Van Helsing by Carmilla-Mircalla |
Old Professor Van Helsing is an experienced, competent man, but due to the unfortunately unskilled manner in which Stoker renders Van Helsing’s speech, he often comes across as somewhat bumbling. Nevertheless, Van Helsing emerges as a well-matched adversary to the count, and he is initially the only character who possesses a mind open enough to contemplate and address Dracula’s particular brand of evil.

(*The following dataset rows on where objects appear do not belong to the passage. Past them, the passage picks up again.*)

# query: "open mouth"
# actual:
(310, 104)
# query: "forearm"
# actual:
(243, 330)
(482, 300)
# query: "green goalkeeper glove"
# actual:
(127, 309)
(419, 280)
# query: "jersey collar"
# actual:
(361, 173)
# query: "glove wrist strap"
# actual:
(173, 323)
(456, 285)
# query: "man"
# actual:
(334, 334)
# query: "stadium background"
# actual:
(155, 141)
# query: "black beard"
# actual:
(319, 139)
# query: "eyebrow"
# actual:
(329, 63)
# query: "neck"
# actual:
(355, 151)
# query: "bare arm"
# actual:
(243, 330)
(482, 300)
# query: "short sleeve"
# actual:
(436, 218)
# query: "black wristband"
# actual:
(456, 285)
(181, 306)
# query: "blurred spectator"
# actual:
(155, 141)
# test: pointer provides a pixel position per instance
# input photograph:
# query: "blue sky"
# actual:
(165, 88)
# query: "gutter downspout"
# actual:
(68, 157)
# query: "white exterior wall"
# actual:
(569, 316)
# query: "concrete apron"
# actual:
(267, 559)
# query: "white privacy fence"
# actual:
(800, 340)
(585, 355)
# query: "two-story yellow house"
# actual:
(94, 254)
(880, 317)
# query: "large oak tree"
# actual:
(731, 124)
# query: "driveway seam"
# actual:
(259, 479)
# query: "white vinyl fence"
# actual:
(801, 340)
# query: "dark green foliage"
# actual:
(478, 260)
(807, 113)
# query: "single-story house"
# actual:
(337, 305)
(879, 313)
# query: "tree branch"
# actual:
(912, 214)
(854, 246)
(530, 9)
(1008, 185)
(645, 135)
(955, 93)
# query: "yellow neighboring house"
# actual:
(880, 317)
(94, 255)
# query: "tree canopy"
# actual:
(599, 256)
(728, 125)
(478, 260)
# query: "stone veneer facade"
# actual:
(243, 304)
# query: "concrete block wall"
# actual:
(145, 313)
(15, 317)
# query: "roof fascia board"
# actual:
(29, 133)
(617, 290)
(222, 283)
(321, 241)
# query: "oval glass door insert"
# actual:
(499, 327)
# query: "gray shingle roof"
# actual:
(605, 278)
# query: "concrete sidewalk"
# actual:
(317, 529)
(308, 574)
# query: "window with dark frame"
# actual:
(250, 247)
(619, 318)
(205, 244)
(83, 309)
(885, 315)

A doctor, philosopher, and metaphysician, Van Helsing arrives on the scene versed not only in the modern methods of Western medicine, but with an unparalleled knowledge of superstitions and folk remedies. He straddles two distinct worlds, the old and the new: the first marked by fearful respect for tradition, the second by ever-progressing modernity. Unlike his former pupil, Dr. Seward, whose obsession with modern techniques blinds him to the real nature of Lucy’s sickness, Van Helsing not only diagnoses the young girl’s affliction correctly, but offers her the only opportunity for a cure.
Like many of the other characters, Van Helsing is relatively static, as he undergoes no great change or development throughout the course of the novel. Having helped rid the Earth of the count’s evil, he departs as he arrived: morally righteous and religiously committed. Van Helsing views his pursuit of Dracula with an air of grandiosity. He envisions his band as “ministers of God’s own wish,” and assures his comrades that “we go out as the old knights of the Cross to redeem more.” Hyperbole aside, Stoker portrays Van Helsing as the embodiment of unswerving good, the hero he recruits “to set the world free.”